In comparison to other numbers, #28 was not worn by very many players — partly because coach Bill Robinson hogged it for a five-year period. But it was worn by several of my personal favorites; you have to understand, though, that I’m a weird guy and like/liked players for sometimes weird reasons.
For example, there is Mike Marshall (the pitcher, not the goon first baseman / outfielder), who pitched his last 20 MLB games as a Met in 1981. His 1982 Fleer baseball card picturing him in the Mets uniform was something of a rarity; since he was not a member of the MLBPA, there wasn’t a Topps card of him for several years before then (Topps’ contract was with the MLBPA, so they didn’t produce a card for the few non-members). Dr. Mike Marshall was probably the first MLBer to study kinesiology, and among the first to apply the concepts of kinesiology and elementary motor skills to pitching mechanics. He, and his results, are widely poo-poohed and he’s considered something of a flake … not to mention, he usually comes off as an a-hole in interviews. Still, have to love his non-conformist, out-of-the-box thinking, even if it is a bit nutty.

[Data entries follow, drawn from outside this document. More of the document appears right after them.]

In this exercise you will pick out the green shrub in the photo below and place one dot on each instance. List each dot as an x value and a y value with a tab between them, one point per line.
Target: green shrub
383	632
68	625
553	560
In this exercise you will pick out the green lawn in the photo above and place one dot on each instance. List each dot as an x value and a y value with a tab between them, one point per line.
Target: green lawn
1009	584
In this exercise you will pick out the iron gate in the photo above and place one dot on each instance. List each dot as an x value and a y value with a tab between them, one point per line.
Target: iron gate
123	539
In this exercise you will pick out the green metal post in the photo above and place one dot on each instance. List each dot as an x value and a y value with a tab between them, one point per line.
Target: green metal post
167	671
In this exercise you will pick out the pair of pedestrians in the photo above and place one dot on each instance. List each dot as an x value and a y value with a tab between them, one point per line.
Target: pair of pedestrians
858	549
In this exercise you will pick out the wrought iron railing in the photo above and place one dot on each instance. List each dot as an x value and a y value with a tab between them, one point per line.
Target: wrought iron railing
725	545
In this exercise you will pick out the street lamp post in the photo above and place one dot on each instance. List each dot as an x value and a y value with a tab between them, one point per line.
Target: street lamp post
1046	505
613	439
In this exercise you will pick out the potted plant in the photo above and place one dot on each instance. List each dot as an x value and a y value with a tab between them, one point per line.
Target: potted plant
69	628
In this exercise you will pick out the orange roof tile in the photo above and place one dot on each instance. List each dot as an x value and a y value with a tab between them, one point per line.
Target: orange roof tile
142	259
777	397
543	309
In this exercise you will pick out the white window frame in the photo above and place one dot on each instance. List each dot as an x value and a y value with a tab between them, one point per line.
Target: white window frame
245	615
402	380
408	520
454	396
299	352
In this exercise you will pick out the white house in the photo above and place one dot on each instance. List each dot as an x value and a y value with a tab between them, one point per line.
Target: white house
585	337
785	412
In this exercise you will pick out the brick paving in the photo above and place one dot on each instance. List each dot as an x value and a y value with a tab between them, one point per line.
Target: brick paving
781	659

Other #28s that strike my fancy include Sherman “Roadblock” Jones (one of the greatest nicknames in baseball history), Juan “Goggles” Padilla, Scott Strickland (for whom I had an unhealthy man-crush), and Bobby J. Jones (not to be confused with Bobby M. Jones).

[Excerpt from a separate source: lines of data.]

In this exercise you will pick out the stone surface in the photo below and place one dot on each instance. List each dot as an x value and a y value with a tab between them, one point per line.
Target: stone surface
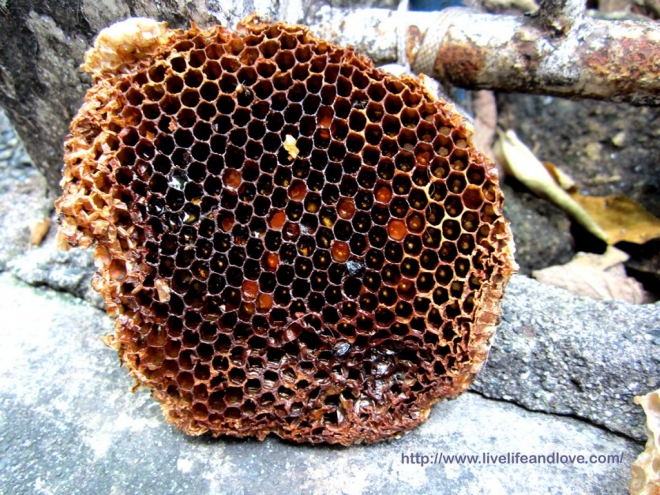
41	47
607	148
570	355
23	198
69	271
68	424
541	231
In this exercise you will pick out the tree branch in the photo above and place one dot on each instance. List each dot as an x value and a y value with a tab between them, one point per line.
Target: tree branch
557	51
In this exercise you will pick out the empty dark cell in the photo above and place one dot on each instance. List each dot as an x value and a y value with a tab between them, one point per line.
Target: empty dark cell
321	138
274	123
293	113
221	242
342	230
267	282
125	176
283	177
282	296
368	302
321	259
401	185
375	259
387	296
417	199
238	137
318	280
261	204
412	245
190	98
384	316
247	191
372	280
228	200
364	200
399	207
330	315
243	213
301	288
297	93
434	214
303	267
410	267
273	240
247	76
451	229
287	252
421	176
405	161
393	252
344	86
361	222
174	199
339	129
181	281
237	256
193	191
391	274
342	109
377	237
169	104
200	152
166	267
279	197
333	294
234	157
358	244
333	172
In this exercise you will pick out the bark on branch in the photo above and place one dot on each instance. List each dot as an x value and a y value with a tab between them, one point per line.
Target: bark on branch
558	51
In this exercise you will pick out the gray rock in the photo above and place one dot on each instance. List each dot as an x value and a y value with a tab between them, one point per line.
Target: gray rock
541	231
607	148
42	46
69	271
69	425
23	198
565	354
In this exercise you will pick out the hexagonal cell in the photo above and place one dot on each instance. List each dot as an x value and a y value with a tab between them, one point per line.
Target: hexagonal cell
275	278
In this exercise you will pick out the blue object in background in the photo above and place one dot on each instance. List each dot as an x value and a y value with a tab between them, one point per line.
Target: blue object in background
433	5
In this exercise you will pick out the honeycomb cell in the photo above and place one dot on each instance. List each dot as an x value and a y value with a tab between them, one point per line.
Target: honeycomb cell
297	243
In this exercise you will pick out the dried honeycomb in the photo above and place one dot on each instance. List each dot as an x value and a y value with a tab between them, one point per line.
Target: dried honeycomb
290	240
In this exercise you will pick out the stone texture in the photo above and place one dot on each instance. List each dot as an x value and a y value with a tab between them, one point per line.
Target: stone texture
607	148
41	87
565	354
68	424
23	198
541	231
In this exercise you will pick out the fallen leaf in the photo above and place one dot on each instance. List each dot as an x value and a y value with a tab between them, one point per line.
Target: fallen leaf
600	277
609	259
621	218
562	179
519	161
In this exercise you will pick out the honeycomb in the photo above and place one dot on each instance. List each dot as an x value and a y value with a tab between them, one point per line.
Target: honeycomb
290	240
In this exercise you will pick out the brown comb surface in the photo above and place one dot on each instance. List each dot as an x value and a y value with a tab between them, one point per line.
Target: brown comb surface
291	241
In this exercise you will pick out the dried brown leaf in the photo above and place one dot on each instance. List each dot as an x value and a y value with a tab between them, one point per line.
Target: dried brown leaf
38	231
621	218
601	277
519	161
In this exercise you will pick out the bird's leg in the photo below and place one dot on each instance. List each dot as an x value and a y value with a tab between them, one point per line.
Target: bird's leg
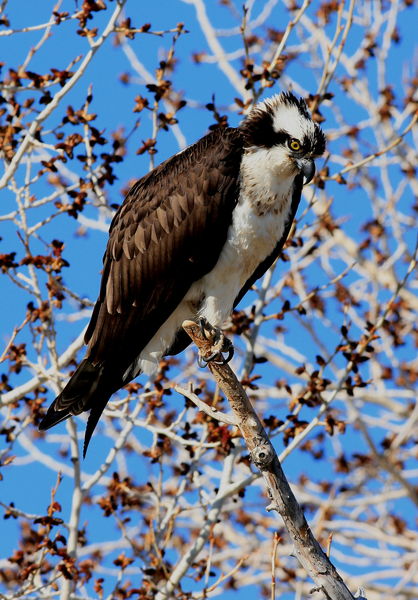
220	344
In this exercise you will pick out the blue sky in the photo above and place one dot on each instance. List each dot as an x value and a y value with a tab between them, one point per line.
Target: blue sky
29	486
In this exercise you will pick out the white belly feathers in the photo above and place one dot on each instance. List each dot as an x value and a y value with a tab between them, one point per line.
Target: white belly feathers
251	238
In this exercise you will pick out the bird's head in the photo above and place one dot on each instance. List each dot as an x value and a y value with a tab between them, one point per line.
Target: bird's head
283	126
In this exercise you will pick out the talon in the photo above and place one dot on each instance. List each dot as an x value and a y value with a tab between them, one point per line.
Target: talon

But in the end, it is John Milner who, to me, most associates with Mets uniform number 28. How can you go wrong with an Atlanta native whose nickname was “The Hammer” — and named so at the same time the “real” “Hammer” (Hank Aaron) was still playing? That’s one of the elements of baseball that have sadly left us — the nickname. No one has nicknames anymore; back in the day, nearly everyone had one.

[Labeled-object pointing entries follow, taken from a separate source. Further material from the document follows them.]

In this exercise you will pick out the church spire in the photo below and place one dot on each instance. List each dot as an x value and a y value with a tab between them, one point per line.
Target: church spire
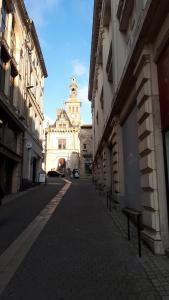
73	87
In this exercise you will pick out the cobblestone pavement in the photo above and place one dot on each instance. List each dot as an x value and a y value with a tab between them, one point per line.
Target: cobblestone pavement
83	253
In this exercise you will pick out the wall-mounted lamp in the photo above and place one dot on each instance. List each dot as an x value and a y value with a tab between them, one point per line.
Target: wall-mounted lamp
29	87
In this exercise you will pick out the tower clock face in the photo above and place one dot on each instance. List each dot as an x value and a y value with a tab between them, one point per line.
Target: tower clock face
73	116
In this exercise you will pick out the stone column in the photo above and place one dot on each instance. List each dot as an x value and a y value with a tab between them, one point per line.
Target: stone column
150	151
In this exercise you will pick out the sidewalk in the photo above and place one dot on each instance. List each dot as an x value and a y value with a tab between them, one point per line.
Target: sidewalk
14	196
155	266
83	253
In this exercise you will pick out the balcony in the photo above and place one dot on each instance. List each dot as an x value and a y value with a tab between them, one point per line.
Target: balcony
123	13
4	41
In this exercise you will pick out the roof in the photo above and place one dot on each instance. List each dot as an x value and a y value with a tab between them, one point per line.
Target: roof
95	35
86	126
30	26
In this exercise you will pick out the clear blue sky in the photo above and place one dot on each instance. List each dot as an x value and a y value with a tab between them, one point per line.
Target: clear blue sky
64	30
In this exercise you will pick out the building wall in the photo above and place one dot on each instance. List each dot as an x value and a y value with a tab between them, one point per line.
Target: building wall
86	153
65	130
22	75
134	150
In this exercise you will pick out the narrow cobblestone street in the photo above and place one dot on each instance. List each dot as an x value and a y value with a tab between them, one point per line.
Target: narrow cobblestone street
83	253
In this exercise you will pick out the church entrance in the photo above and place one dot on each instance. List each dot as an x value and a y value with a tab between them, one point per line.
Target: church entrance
61	165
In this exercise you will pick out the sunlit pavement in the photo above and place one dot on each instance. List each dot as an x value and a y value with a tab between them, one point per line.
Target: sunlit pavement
80	254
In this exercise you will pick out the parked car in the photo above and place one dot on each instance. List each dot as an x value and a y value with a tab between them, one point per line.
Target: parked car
54	174
76	173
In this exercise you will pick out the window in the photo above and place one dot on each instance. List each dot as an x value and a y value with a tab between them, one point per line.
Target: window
97	118
4	12
13	39
101	99
109	68
62	144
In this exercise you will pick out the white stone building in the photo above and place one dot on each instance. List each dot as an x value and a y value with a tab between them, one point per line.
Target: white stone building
129	92
62	138
86	150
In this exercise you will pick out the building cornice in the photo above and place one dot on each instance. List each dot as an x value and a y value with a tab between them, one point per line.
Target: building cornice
31	27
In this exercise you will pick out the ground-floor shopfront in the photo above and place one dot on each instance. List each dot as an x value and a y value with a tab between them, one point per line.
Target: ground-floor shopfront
11	151
32	160
133	161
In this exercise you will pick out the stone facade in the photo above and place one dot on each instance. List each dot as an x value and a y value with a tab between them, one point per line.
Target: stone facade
62	138
22	72
129	96
86	150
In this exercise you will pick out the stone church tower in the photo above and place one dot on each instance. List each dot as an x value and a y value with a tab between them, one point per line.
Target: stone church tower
62	138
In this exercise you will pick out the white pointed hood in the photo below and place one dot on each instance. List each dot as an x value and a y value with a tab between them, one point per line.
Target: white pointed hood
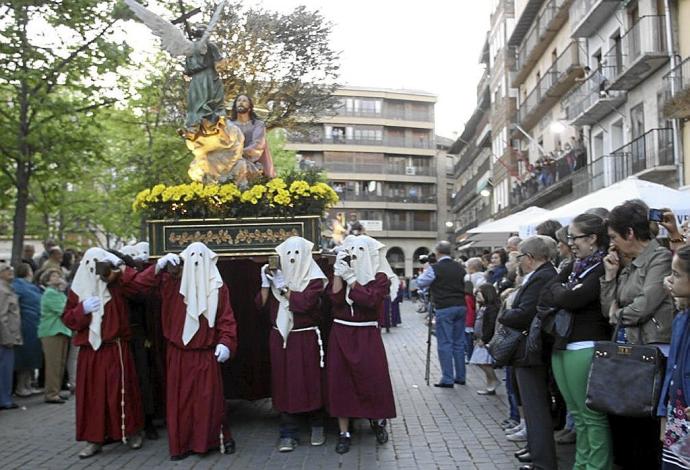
298	268
87	284
368	257
200	284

Milner was a lean and strapping slugger in the days when hitting 17 homers in a season was “slugging”. He had the meanest, coolest, thickest sideburns seen on a ballplayer before Eddie Murray arrived in Baltimore. Milner was the closest thing the Mets had to a home-grown star — until Lee Mazzilli came along to be the closest thing they had to a home-grown star — and showed flashes of fulfilling stardom with his quick wrists and plate discipline. He drew his walks and didn’t strike out frequently for a “homerun hitter”, but that combination never resulted in a very high batting average; .271 was the best he could do in the orange and blue. Prior to the 1978 season, he was dealt to the Pirates in the wacky 4-team deal that also sent away Jon Matlack and brought back Willie Montanez (ironically, Milner was traded four years later by the Bucs to the Expos in return for Montanez). After he left Flushing, I secretly rooted for Milner and his Pirates to paste the Orioles in the ’79 World Series, and renounced my fandom during the Pittsburgh Drug Trials.
Milner passed away in 2000 from lung cancer, a sad ending to the life of one who created fond memories for many a Mets fan in the 1970s.